The story of moral theory and bioethics is not a story of one method winning. It is a story of discovering that real decisions are too tangled for a single kind of tool. High theory can give you deep reasons but often cannot choose between two decent policies. Mid-level principles can organize a conversation but may paper over genuine disagreement. Cases can ground you in reality but can also trap you in the past. Stories can make you wise to particular pain, but a good story is not automatically a good guide. Feminist commitments can reveal hidden bias, yet they do not automatically settle the right action.
What philosophy offers is not a magic answer machine, but a sharper sense of what you are doing when you try to find an answer. That is worth knowing. The next time you face a messy, morally serious choice — whether about a promise, a punishment, or who gets the last word — you will not be empty-handed. You will have a whole toolkit, and a much older conversation, walking into the room with you.
Think about it
- If a group of people with very different beliefs can agree on a concrete decision — say, “we should not lie to this patient” — does that make the decision right, or does it just mean people found a comfortable compromise?

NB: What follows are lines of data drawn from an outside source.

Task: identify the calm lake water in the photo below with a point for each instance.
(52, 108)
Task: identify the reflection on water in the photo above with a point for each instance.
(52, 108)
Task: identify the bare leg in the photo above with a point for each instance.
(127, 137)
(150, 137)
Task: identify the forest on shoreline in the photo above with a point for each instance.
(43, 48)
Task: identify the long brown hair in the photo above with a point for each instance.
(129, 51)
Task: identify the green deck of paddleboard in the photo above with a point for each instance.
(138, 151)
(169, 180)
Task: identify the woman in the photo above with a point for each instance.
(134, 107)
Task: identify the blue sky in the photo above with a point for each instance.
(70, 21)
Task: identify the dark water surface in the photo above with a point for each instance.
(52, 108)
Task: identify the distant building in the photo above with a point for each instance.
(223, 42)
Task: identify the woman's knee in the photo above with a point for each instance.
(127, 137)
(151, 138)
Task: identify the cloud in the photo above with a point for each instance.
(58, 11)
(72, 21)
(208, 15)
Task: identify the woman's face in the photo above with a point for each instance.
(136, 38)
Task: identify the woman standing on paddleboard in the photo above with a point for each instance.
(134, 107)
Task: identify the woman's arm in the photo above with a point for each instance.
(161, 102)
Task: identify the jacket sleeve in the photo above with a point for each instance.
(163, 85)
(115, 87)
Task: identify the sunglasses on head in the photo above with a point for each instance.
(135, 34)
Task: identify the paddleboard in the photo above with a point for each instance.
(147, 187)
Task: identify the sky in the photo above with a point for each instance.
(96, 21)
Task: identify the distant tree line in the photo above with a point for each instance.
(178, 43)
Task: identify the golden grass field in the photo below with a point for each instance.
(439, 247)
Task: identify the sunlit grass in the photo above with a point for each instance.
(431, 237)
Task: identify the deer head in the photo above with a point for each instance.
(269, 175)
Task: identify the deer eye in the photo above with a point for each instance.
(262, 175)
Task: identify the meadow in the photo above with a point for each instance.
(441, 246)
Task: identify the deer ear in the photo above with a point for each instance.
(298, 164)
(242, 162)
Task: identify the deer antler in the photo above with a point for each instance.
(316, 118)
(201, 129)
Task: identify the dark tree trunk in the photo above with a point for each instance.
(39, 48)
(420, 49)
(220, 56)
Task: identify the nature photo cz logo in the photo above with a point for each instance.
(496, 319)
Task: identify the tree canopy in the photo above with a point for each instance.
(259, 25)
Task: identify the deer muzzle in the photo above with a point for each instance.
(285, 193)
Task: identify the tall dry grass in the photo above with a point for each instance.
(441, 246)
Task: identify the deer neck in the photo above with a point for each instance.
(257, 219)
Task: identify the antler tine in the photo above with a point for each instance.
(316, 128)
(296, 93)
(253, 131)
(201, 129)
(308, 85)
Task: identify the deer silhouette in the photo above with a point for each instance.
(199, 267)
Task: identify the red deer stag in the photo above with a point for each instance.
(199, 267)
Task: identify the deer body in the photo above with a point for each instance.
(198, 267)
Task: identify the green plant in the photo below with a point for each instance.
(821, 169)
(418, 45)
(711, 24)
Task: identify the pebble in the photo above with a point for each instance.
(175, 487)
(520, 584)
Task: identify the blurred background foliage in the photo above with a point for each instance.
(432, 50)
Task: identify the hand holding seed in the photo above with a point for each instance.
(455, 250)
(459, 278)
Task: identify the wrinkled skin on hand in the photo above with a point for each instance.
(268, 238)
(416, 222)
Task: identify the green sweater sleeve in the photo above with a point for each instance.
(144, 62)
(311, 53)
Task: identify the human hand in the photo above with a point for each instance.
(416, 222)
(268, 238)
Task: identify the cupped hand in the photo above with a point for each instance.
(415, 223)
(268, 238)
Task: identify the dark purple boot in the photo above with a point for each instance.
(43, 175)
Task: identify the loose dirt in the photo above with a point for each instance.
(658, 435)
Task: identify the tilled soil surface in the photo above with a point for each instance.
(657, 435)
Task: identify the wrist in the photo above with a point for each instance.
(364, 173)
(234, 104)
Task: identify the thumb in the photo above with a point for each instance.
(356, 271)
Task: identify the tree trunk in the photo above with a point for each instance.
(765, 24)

- Imagine a patient’s story tugs your heart in one direction, but a clearly stated principle points the other way. What should you do first? Can you imagine a situation where rethinking the principle is the wiser move?
- Think of a rule at your school or in your community that everyone follows but that you suspect ignores the experience of some group of people. How would you use the ideas of casuistry, narrative, or feminist standpoint to start a serious conversation about changing it?